You will simply confuse the grid, and it will not be able to understand why the same pattern is rising in one case and falling in another.
This is because previous results have been mixed in with the data. This has to do with both the result of a previous trade and the equity value.
You are trying to insert a fitness function into the body of the grid itself. But knowing what is good what is bad is foreign knowledge, it has nothing to do with the grid mechanism.
If you want to feed the story move from MLP to recursive meshes.
But your hypothesis is (IMHO) kotopedo.
I'd like to do an analogue of a backed up grid. Recurrent meshes, unfortunately, have no concept of environment and no response. Nets with reinforcement do. How do you do that? The first thing that comes to mind is to kick it if its performance outside is unsatisfactory, e.g. via eq.
maybe a cotopec, i don't know, imho... it's just fun :) and it's easy, it doesn't take much time.
And yes, while I was at it, you wrote that there are problems with retraining. Modern NS science solved this problem long ago.

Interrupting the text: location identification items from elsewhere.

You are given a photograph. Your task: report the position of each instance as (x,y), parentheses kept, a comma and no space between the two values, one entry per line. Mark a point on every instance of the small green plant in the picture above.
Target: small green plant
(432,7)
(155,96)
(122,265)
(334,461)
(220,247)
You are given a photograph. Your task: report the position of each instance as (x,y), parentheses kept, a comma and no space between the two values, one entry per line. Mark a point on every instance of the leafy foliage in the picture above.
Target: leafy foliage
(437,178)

The simplest and most clear and effective way is cross-validation (google it).
I know all about it, crossvalidation is a fitting too, but more subtle.

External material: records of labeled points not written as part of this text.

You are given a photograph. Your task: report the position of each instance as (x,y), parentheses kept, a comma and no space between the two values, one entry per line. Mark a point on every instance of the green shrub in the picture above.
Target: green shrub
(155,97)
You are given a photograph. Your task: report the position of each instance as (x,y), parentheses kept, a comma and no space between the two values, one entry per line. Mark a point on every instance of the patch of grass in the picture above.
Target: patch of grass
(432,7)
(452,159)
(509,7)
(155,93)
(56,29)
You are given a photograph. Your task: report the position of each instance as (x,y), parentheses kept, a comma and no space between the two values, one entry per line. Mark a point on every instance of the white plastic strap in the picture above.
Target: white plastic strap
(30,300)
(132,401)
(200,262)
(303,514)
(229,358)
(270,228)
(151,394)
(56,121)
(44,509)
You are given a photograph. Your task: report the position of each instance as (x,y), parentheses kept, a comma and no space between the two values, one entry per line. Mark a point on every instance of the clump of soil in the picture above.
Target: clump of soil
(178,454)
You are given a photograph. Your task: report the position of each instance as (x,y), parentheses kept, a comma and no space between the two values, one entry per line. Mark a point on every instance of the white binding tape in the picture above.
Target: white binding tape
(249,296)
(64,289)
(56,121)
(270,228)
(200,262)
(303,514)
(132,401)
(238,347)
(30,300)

recurrence also loops on itself and sometimes cannot learn
I don't quite get it - you say you can't feed network outputs to inputs, and then you write a recurrence... :) and that's all it does, it eats its outputs
the recurrence is, in the simplest case, a regular MLP that eats itself
I know all about it, cross-validation is also a fitting but more sophisticated
recurrence also loops on itself and sometimes can't learn
And I don't quite understand - you say you can't feed network outputs to inputs, and then you write a recurrence... :) and that's all it does, it eats its outputs
The recurrence is a simple MLP that eats itself.
No, what I was saying was that you can't mix market data with network performance.
In other words, the network processes the quotes, while you feed it with data about whether the previous trade was successful or not.
And in general, whether the network worked well or not, this is a separate unit (I used to call it fitness-function in GA, in NS the name of the error function is used, but the essence is the same).
Suppose you train network backprop, it turns out you have an error becomes part of the data, buttery oil. I hope you understand what I mean.
Judging by all neural networks for you consist in one definition - the Perseptron. IMHO, you're not even aware that this is only the visible tip of the iceberg, and even that is a tiny one.
And no one has ever defeated retraining. You don't have a lot of understanding of the Ministry of Defense.I was talking about the specific network presented by Maxim.
If you do not understand the three sentences ... You know, why should I tell you).